Hyde identifies design tools and staff attitude as two factors that are instrumental in bringing about a race mentality. To reduce design times, GEC Plessey has made substantial investments in EDA tools. And, to improve productivity, a flatter and less formal management structure has brought designers closer to users--and engendered commercial awareness. As further impetus, GEC Plessey designers prefer working with products that support concord in place of conflict. The work is more motivating and satisfying, which, in turn, further raises productivity.

With RF capability to over 2 GHz, GEC Plessey already has major emerging digital-wireless standard frequencies covered (Ref 2). Currently, though, the company reports that worldwide analog-cellular business outstrips digital cellular by approximately 10 times, and, despite market hype, that situation will prevail in the short term. The company makes the point that in underdeveloped countries with poor line communications, installing a basic analog cellular system costs less than extending land lines. Digital systems, although offering fancy facilities, work out to be too expensive in these areas. Accordingly, the company plans further integration of its existing analog cellular chip sets.

WLANs create major potential

According to GEC Plessey, WLANs represent the company's largest market-growth potential. WLANs are a natural market for GEC Plessey, mainly because of the frequency-hopping spread-spectrum technology requirement. In fact, WLANs became the first commercial application for spread-spectrum techniques, simply because the networks were assigned an unlicensed operating band (2.4 to 2.483 MHz) already occupied by microwave ovens and home and auto radar alarms. Entering the band as a secondary user meant that designs must not interfere with, or be susceptible to, existing signals in the band.

Picture 2

GEC Plessey has progressively refined its DE6003 600-kbps WLAN module over the two years since its introduction. Integration has now reached a physical limit consistent with its low cost of $250 (10,000). The latest iteration suits a PCMCIA format but also allows board space for a user's protocol gate array. The company plans an additional 50% size reduction in an MCM version, although currently cost prohibits its introduction.

Longer-term work on WLANs entails moving to the 5.15- to 5.3-GHz band and increasing data rates to a 20-Mbps payload. This project, known as HiperLAN, involves GEC Plessey in partnership with Apple Computer Europe and Advanced RISC Machines (ARM). The consortium will build a demonstration system with financial backing from the European Commission. The European Technical Standards Institute (ETSI) is currently developing the HiperLAN standard. The applications that HiperLAN will open up carry enormous market potential, ranging from office-LAN PC file sharing, email, and printing to video telephony, TV distribution, and real-time remote data acquisition and processing.

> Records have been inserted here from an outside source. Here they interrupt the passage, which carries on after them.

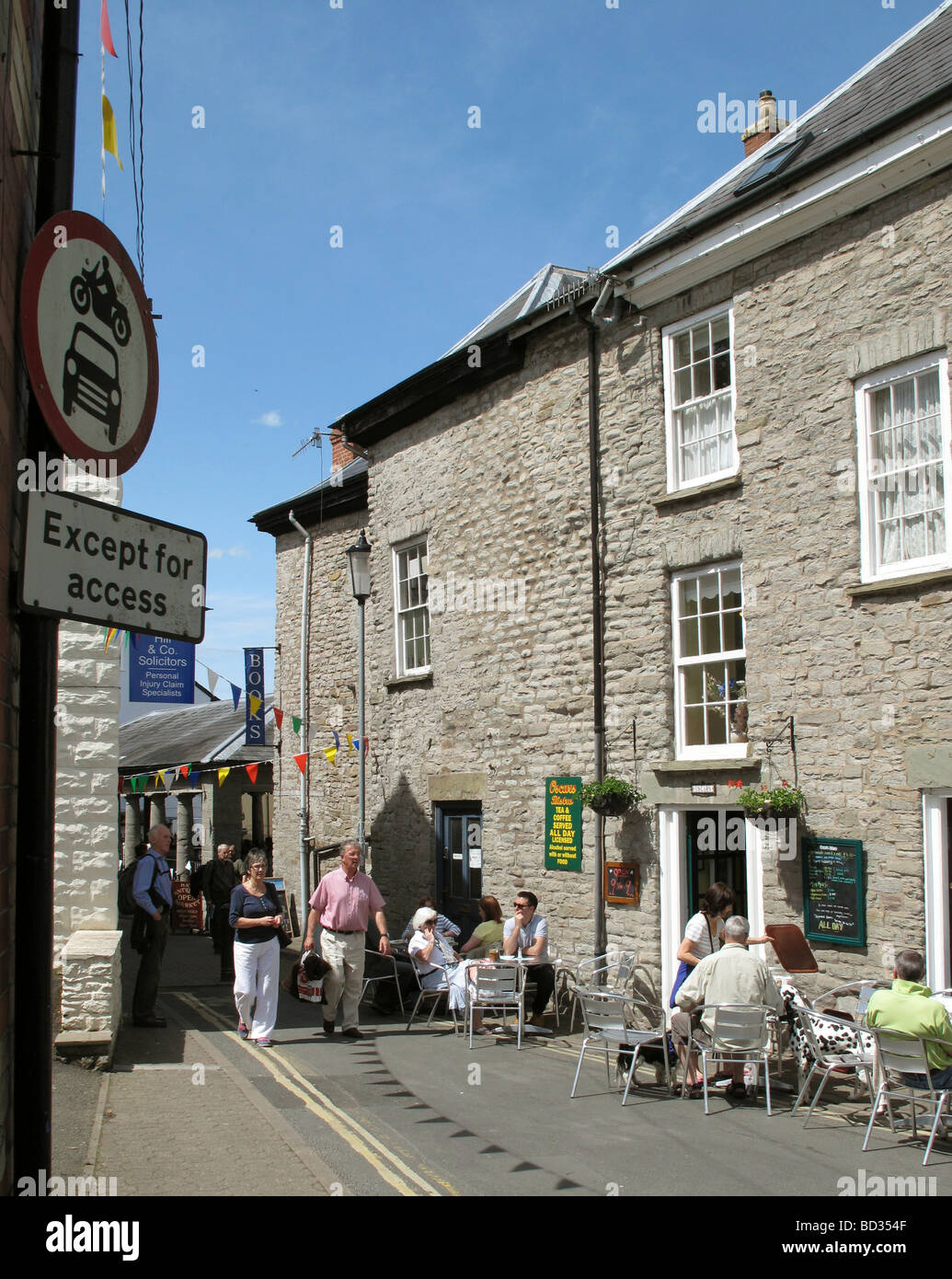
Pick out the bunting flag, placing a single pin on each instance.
(109, 131)
(107, 32)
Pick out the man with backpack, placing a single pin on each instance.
(154, 898)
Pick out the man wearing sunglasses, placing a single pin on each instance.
(527, 935)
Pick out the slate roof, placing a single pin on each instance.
(211, 733)
(899, 85)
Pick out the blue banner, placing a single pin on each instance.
(255, 696)
(161, 671)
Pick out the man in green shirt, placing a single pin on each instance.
(909, 1008)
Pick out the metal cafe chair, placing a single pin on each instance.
(435, 994)
(384, 976)
(843, 1059)
(611, 1026)
(498, 986)
(903, 1055)
(740, 1033)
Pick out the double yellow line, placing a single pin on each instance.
(387, 1165)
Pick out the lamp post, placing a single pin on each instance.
(360, 561)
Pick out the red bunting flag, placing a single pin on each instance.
(105, 31)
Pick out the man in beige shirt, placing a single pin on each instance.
(728, 976)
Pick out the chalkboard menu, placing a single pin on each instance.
(833, 892)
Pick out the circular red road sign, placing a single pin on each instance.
(89, 341)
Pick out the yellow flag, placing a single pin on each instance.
(109, 131)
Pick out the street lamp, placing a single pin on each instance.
(360, 563)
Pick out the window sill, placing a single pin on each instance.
(739, 764)
(698, 491)
(891, 584)
(407, 681)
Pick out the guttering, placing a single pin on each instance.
(304, 735)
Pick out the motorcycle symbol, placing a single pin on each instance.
(96, 285)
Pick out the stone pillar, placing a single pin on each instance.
(183, 832)
(257, 820)
(133, 828)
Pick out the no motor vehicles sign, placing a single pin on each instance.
(96, 563)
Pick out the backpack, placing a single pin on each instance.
(127, 879)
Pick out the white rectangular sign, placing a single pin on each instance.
(88, 560)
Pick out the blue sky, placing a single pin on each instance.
(357, 117)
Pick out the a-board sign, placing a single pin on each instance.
(187, 909)
(833, 892)
(88, 340)
(564, 824)
(91, 561)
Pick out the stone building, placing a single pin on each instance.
(758, 393)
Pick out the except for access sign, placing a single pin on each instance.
(96, 563)
(88, 340)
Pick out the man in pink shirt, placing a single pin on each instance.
(341, 905)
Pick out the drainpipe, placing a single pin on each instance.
(304, 632)
(601, 941)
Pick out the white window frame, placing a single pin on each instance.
(721, 751)
(870, 568)
(396, 551)
(669, 334)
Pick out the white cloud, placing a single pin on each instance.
(233, 553)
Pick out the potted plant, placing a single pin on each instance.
(782, 801)
(611, 797)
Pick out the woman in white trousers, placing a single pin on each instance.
(256, 918)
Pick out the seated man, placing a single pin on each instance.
(527, 935)
(443, 927)
(909, 1008)
(728, 976)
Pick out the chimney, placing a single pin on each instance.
(767, 124)
(340, 453)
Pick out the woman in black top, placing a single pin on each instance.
(256, 918)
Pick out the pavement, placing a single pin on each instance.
(192, 1109)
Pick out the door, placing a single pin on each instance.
(717, 852)
(459, 849)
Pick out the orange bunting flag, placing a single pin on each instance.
(109, 131)
(107, 32)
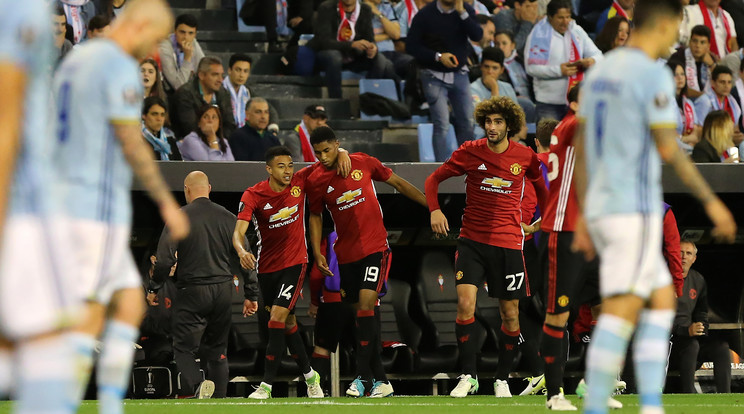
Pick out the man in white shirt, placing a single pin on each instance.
(558, 52)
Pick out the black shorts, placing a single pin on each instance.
(368, 273)
(281, 288)
(571, 280)
(333, 322)
(503, 269)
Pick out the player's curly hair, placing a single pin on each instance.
(510, 110)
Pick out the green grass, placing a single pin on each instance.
(675, 404)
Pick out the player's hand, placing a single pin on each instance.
(343, 163)
(724, 226)
(582, 241)
(248, 261)
(696, 329)
(439, 224)
(568, 69)
(322, 264)
(152, 299)
(312, 311)
(175, 219)
(449, 60)
(249, 308)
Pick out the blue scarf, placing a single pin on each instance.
(160, 143)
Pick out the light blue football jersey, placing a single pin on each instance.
(96, 86)
(26, 42)
(623, 97)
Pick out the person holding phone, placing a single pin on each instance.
(438, 39)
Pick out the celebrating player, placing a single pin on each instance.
(491, 240)
(627, 124)
(362, 247)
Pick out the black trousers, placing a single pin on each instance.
(688, 354)
(201, 325)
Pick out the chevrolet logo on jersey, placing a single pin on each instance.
(349, 196)
(283, 214)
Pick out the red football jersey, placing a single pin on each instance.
(494, 190)
(353, 205)
(562, 207)
(279, 219)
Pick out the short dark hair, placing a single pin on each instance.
(493, 54)
(239, 57)
(702, 31)
(187, 19)
(647, 12)
(151, 101)
(322, 134)
(556, 5)
(98, 22)
(721, 70)
(544, 131)
(276, 151)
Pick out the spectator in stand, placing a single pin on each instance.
(622, 8)
(251, 142)
(298, 141)
(163, 142)
(387, 30)
(688, 123)
(709, 13)
(438, 39)
(153, 84)
(558, 53)
(98, 26)
(698, 61)
(691, 343)
(207, 88)
(207, 142)
(237, 76)
(514, 72)
(520, 20)
(344, 39)
(180, 53)
(614, 34)
(78, 14)
(717, 132)
(59, 25)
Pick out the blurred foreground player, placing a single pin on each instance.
(627, 126)
(491, 240)
(99, 145)
(362, 248)
(36, 303)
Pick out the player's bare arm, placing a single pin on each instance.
(582, 242)
(407, 189)
(13, 85)
(724, 225)
(247, 259)
(316, 229)
(139, 156)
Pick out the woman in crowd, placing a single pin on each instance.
(718, 130)
(614, 34)
(157, 135)
(688, 124)
(207, 142)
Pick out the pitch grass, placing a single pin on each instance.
(674, 404)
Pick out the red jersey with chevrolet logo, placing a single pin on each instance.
(494, 190)
(352, 202)
(279, 219)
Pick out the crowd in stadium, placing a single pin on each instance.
(509, 71)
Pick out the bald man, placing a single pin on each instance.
(97, 151)
(206, 265)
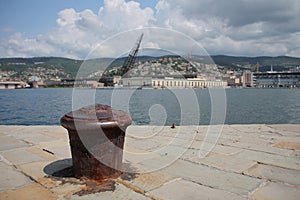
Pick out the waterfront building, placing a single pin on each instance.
(171, 82)
(286, 79)
(12, 85)
(247, 79)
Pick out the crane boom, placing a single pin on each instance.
(129, 62)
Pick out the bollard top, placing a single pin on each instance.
(93, 116)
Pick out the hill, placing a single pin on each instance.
(71, 66)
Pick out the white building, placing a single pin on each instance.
(170, 82)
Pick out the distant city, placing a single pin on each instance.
(153, 72)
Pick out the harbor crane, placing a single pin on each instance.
(127, 65)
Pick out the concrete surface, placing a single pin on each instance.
(247, 162)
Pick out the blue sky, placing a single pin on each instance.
(72, 27)
(33, 17)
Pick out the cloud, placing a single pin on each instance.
(235, 27)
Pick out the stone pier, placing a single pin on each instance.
(246, 162)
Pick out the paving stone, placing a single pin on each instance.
(229, 181)
(274, 173)
(38, 138)
(35, 169)
(271, 159)
(150, 181)
(11, 178)
(121, 192)
(42, 153)
(276, 191)
(288, 145)
(183, 189)
(286, 128)
(224, 162)
(21, 156)
(32, 192)
(9, 142)
(60, 148)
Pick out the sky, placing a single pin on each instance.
(72, 28)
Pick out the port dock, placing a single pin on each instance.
(248, 162)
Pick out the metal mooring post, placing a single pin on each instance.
(96, 136)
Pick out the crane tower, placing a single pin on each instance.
(129, 62)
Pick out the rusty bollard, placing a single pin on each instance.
(96, 136)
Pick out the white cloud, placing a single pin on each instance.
(235, 27)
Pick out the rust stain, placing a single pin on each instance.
(93, 186)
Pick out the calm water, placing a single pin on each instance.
(161, 107)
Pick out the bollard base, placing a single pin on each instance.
(99, 160)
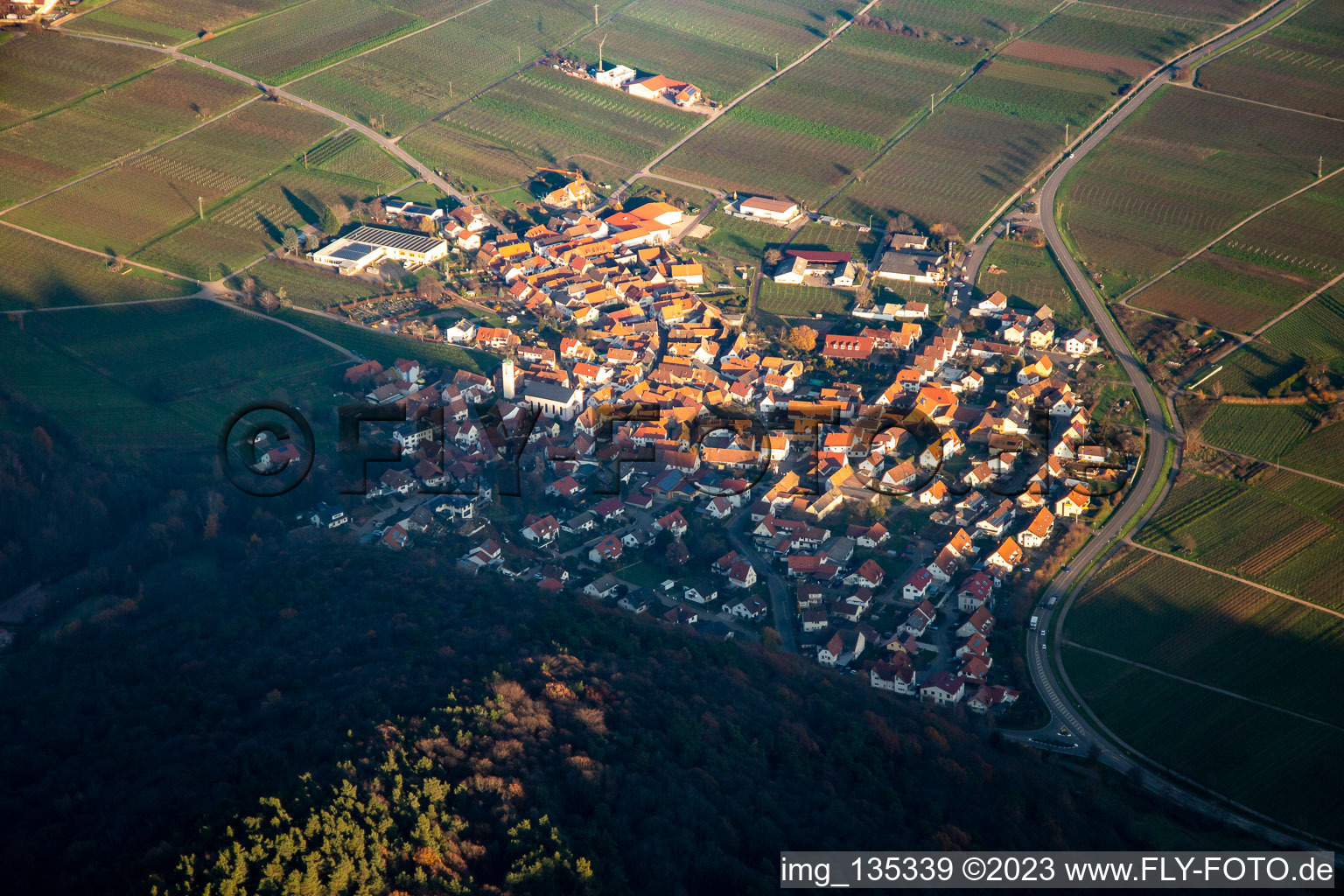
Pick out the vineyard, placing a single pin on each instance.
(1226, 293)
(807, 132)
(1178, 724)
(398, 87)
(171, 22)
(788, 300)
(54, 148)
(195, 346)
(719, 70)
(43, 70)
(1031, 278)
(310, 286)
(788, 27)
(543, 116)
(128, 206)
(1148, 37)
(1201, 626)
(1296, 65)
(45, 274)
(1179, 171)
(284, 46)
(1254, 534)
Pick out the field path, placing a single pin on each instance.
(122, 160)
(1228, 349)
(94, 251)
(1277, 465)
(1124, 300)
(1200, 684)
(1236, 578)
(1191, 85)
(712, 117)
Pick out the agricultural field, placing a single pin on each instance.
(738, 240)
(1226, 293)
(1181, 170)
(1314, 331)
(788, 300)
(1254, 532)
(1145, 37)
(88, 368)
(308, 286)
(414, 80)
(1296, 65)
(719, 70)
(1231, 746)
(386, 348)
(125, 207)
(539, 118)
(43, 70)
(839, 240)
(171, 22)
(1285, 434)
(1268, 431)
(252, 225)
(1201, 626)
(45, 152)
(1226, 11)
(809, 130)
(45, 274)
(1031, 278)
(1263, 268)
(288, 45)
(788, 27)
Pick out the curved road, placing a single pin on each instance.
(1063, 715)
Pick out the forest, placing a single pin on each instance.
(214, 705)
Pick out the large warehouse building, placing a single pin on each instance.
(366, 246)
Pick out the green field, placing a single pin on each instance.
(172, 22)
(1031, 280)
(295, 42)
(1314, 332)
(1201, 626)
(1231, 746)
(43, 70)
(156, 378)
(788, 300)
(409, 82)
(805, 133)
(310, 286)
(386, 348)
(738, 240)
(45, 274)
(54, 148)
(1150, 37)
(1296, 65)
(1271, 536)
(125, 207)
(539, 118)
(1280, 433)
(1181, 170)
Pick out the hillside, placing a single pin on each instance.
(391, 727)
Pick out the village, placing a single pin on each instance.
(666, 457)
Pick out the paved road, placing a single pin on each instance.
(1109, 748)
(711, 118)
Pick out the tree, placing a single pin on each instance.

GEC Plessey's experience with global positioning indicates a general requirement for a high level of support. These users, for example, in automotive or navigational products sectors, are generally inexperienced in RF-design work. The company has responded by offering RF modules to ease users into the business. More recently, it introduced a Global Positioning by Satellite Builder (GPS-Builder), which is a 12-channel development system on a PC plug-in card ($3950). The product includes the pc-board-layout and software source code to assist users in developing their own systems.

As for the future, in general, GEC Plessey will concentrate on higher levels of integration and lower power consumption in its wireless products, while staying abreast of emerging international standards. The company is quietly keeping watch on future possibilities for commercial satellite communications, knowing full well its in-house SOS capability is ready and waiting. In short, the company simply intends to do more of what it already does well: designing advanced RF products. And, being in the right place at the right time also helps; Europe is the place to be for initiating wireless standards and implementing systems.

1. Gallant, John, "Digital wireless networks," EDN, March 4, 1993, pg 78.

2. Gallant, John, "ICs and modules for digital wireless communications," EDN, August 19, 1993, pg 77.